To get back to what the rural school had to offer, on inclement weather days, we played records on the wind up phonograph so we could march about the room.  We marched to Sousa’s marches.  Sometimes they were used in games, like musical chairs.  We had no piano at school but did like to sing in rounds and sometimes harmonized when we sang songs from the schools’ knap sack song book.

The boys were let out early in the spring to help their fathers plant crops and in the fall to help with harvest.  There were hunting days also when they went with older brothers or fathers to hunt rabbits, squirrel and pheasant.  As we ate the meat to supplement beef, pork, chicken and fish.  The boys had to learn to be responsible for the family food. You see, farm girls and boys were prepared to marry after the 8th
, 10th or 12th year of schooling and it was important to start agriculture training in the early years so they could manage a farm for themselves.

The hot lunch program during winter months was prepared on a kerosene stove in the entry way of the school building by the older girl students. The teacher supervised.  Sometimes it was a large kettle of stew with meat and vegetables furnished by the parents who had farms in the district.  Sometimes there was chocolate pudding.  All had such a good aroma while cooking during the morning classes.  The girls were responsible for preparation, cooking, and clean-up during the lunch hour.

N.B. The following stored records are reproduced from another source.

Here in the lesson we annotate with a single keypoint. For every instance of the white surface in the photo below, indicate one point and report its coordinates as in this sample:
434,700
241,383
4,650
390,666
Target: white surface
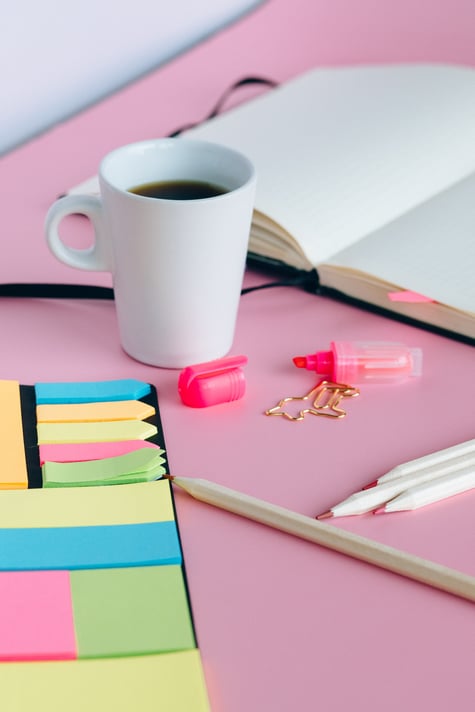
57,57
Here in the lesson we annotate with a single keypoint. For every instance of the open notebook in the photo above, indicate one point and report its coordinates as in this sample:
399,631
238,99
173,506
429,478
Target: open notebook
368,175
366,183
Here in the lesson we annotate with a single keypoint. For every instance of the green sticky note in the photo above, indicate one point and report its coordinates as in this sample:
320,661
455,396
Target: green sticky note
141,465
131,611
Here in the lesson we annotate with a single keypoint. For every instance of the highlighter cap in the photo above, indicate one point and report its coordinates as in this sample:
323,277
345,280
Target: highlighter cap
213,382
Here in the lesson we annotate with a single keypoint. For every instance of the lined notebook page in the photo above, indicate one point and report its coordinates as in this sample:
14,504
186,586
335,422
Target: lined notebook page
342,151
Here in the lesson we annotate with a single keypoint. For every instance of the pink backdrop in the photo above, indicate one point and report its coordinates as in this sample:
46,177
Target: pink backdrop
282,625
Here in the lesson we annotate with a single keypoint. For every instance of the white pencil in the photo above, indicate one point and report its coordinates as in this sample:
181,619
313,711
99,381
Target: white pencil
353,545
367,500
432,491
446,458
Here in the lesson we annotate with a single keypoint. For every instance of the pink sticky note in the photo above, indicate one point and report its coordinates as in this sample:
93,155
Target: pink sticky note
408,296
36,618
81,452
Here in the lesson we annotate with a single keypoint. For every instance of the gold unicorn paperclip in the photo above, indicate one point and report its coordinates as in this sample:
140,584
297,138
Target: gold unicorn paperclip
325,398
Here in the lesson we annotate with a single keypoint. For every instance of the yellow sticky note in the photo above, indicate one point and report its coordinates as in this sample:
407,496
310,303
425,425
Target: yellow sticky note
173,682
13,471
87,506
93,412
107,431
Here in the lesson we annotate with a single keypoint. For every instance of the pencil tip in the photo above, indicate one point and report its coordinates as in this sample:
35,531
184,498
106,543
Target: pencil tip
325,515
370,484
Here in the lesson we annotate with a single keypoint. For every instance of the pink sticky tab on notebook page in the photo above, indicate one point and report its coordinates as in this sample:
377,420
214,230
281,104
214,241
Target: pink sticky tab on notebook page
80,452
36,617
409,297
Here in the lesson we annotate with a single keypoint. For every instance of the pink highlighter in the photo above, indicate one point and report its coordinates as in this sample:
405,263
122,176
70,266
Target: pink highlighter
364,361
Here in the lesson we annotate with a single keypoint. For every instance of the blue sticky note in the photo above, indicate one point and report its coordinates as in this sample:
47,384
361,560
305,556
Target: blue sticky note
152,543
91,391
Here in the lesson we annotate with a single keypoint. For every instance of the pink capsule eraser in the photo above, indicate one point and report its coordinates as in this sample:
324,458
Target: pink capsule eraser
213,382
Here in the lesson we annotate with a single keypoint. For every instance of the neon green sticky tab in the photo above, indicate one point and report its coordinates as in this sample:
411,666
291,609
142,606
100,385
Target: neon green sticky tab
94,432
131,611
137,466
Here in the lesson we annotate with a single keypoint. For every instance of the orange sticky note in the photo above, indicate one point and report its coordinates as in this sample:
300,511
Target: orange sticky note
13,472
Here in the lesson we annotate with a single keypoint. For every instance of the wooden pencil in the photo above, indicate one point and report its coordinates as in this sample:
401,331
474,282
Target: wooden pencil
331,537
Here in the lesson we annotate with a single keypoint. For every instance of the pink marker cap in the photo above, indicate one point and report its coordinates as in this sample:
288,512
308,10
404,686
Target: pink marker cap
213,382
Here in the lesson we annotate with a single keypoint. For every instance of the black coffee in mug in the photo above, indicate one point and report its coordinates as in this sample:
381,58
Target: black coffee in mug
179,190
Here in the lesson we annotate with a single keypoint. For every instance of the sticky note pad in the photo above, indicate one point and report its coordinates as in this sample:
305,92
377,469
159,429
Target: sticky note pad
13,470
95,432
88,506
80,452
171,682
91,391
89,547
137,466
94,412
36,619
131,611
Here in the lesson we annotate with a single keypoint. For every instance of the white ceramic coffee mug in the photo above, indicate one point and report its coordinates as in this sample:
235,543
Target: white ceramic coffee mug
177,265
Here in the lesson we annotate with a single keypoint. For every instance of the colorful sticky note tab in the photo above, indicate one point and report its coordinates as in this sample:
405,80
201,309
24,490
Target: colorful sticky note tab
131,611
88,506
173,682
13,472
137,466
80,452
91,391
154,543
95,432
94,412
36,617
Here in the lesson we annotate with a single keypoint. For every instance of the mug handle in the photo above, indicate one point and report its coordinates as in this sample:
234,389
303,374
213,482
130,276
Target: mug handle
91,258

After the small children were dismissed in the early p.m. it was quiet to finish assignments.  At school we had a large dictionary on a stand, many reference books and some school magazines with articles, stories and current events.  Most farm homes had only a few books, a Bible and some adult farm magazines that parents read and used for information on farming.

We were encouraged to sew, can vegetables and fruit for the County Fair, home and school.  We were encouraged to learn sepsis care for communicable diseases in the home.

The older children were responsible to pump water from the well and fill the water pail with fresh drinking water.

There was a red and green card hanging in the front of the school room.  This was used for bathroom visits.  The toilet was outside and the student would turn the card to green when they left the classroom and then turn it to red upon their return.  Sometimes we tried to fool the teacher so 2 students could go out at one time.  Then we could visit in private.

Sometimes the teacher would assign duties, like putting class work on the blackboards.  There were 3 blackboards, one on each of 3 walls.  Sometimes students helped correct papers, supervised recess, or sat with slower learners to help them individually.